The new Vice-Consul came, determined by all means to get some regular communication established, if it were only a monthly one. We were only too glad to do whatever we could to that end. It was a matter of pride to both parties that we arranged at once for a regular and most successful semi-monthly mail overland to Maulmein. I furnished a reliable Christian man for chief contractor, and good men for carriers. Since Mr. Gould had as yet no authority from his government to incur any expense, the arrangement was wholly a private affair, with the understanding that all who availed themselves of it should pay a quarterly assessment for the maintenance of the line. But in a short time the British government assumed the whole expense. Mr. Gould promised to get the staff exempt from corvée, or compulsory government service. He had to use his official authority for that.

The Lāo government had absolutely no interest in a mail, whether weekly or yearly; but the Siamese looked rather askance at having in their own country a mail service over which they had no control. It seemed to be in some way a reflection on their national pride. There is little doubt that our private enterprise hastened the weekly government mail from Bangkok, which was started the next year. And since the Maulmein route is quicker by two weeks than the one by Bangkok, the Siamese government has of late maintained both, the two meeting at Rahêng, and giving us a very creditable and regular mail service.
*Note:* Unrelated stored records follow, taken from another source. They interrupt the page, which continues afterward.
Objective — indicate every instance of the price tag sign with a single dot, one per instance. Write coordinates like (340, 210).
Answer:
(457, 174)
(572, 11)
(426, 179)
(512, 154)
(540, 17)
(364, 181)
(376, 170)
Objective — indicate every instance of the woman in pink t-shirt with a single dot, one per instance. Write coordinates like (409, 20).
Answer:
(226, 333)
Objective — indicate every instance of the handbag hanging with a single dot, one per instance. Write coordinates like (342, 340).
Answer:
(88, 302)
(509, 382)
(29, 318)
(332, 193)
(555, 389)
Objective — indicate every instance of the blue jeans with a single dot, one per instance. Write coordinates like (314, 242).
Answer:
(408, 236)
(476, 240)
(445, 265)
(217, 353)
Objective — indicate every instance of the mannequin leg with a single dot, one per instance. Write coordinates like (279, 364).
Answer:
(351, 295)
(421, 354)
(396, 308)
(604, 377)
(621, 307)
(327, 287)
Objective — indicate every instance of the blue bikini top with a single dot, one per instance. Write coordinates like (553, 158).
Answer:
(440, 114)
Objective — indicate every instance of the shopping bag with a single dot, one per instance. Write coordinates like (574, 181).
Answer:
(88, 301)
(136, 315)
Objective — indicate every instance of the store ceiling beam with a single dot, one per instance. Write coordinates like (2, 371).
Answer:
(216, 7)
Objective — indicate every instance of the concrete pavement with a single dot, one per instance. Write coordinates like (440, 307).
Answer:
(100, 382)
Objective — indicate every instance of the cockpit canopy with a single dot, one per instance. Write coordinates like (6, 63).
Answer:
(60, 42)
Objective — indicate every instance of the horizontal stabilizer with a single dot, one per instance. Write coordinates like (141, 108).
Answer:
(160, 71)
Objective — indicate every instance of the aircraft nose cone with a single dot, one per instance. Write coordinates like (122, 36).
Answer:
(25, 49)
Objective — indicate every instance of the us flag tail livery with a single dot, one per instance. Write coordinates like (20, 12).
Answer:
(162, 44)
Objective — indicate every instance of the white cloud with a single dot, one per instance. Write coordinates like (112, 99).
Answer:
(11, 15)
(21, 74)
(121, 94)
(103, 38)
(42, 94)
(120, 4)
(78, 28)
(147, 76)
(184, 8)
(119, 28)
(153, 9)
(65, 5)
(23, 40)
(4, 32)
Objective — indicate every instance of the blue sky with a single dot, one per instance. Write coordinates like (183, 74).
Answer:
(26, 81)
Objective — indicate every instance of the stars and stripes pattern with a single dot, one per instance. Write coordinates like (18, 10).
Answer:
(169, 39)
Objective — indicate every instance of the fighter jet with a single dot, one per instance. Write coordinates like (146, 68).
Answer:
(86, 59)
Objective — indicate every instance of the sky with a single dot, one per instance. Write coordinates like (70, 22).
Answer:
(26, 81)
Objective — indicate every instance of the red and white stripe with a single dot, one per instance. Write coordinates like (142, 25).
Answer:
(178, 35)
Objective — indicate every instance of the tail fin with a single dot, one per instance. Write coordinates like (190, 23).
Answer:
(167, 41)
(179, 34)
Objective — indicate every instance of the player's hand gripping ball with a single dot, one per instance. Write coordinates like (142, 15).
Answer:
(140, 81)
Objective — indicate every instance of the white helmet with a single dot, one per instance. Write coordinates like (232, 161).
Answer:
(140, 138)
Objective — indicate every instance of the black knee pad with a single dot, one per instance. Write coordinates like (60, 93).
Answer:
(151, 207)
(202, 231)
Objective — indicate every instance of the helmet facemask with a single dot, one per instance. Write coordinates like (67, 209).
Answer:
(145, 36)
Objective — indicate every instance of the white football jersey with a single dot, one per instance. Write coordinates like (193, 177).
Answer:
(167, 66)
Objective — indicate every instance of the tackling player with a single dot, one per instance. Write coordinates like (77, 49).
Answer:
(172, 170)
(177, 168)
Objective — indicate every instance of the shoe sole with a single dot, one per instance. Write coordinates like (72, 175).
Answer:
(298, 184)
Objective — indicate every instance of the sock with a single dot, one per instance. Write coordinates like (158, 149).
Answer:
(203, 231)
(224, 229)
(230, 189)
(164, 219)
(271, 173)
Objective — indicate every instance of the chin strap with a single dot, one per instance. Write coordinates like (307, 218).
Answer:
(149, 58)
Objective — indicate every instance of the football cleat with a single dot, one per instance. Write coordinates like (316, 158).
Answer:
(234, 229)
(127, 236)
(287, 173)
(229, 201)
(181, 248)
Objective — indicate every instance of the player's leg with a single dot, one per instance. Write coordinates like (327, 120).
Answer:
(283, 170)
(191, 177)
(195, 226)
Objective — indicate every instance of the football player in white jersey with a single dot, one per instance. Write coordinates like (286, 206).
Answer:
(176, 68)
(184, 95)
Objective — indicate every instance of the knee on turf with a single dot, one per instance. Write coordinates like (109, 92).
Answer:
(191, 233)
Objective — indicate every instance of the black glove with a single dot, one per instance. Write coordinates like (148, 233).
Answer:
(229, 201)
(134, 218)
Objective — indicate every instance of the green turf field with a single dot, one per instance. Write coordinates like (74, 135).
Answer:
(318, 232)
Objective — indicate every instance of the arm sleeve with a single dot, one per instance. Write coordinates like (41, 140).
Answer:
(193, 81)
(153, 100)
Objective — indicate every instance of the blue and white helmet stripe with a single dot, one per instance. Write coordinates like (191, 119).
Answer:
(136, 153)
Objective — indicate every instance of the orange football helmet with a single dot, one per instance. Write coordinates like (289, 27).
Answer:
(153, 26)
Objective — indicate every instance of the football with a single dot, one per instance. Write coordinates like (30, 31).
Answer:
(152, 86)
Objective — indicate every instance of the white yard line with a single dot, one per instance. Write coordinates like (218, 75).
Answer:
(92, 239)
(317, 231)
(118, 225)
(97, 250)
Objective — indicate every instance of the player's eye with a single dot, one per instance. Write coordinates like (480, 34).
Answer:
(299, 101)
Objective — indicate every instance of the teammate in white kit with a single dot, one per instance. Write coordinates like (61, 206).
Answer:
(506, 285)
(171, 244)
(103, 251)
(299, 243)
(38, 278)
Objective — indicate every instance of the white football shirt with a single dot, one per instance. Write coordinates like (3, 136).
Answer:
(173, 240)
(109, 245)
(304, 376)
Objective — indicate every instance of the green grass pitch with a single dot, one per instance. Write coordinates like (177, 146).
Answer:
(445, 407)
In the spring of 1884 the mission sustained a great loss in the death of Princess Tipa Kēsawn, Prince Intanon’s consort, whom we were in the habit of calling “the Queen.” Placed as she was, she could not well have avoided the making of priests’ garments, and the going through with the form of making offerings to the spirits. But I seriously doubt whether she had any expectation of laying up thereby a store of merit for the future. One thing we do know, that in her last sickness she turned no anxious look to any of these things, at a time when thoughtful Buddhists are always most diligent in their efforts. Dr. Peoples of our mission attended her in her last illness, and the case was submitted entirely to him. Mrs. McGilvary and I were both with her the day before she died. Mrs. McGilvary was with her at her death, and remained to see the body dressed for the coffin. We missed her very much as a friend, and the whole country missed her as a balance-wheel for her husband.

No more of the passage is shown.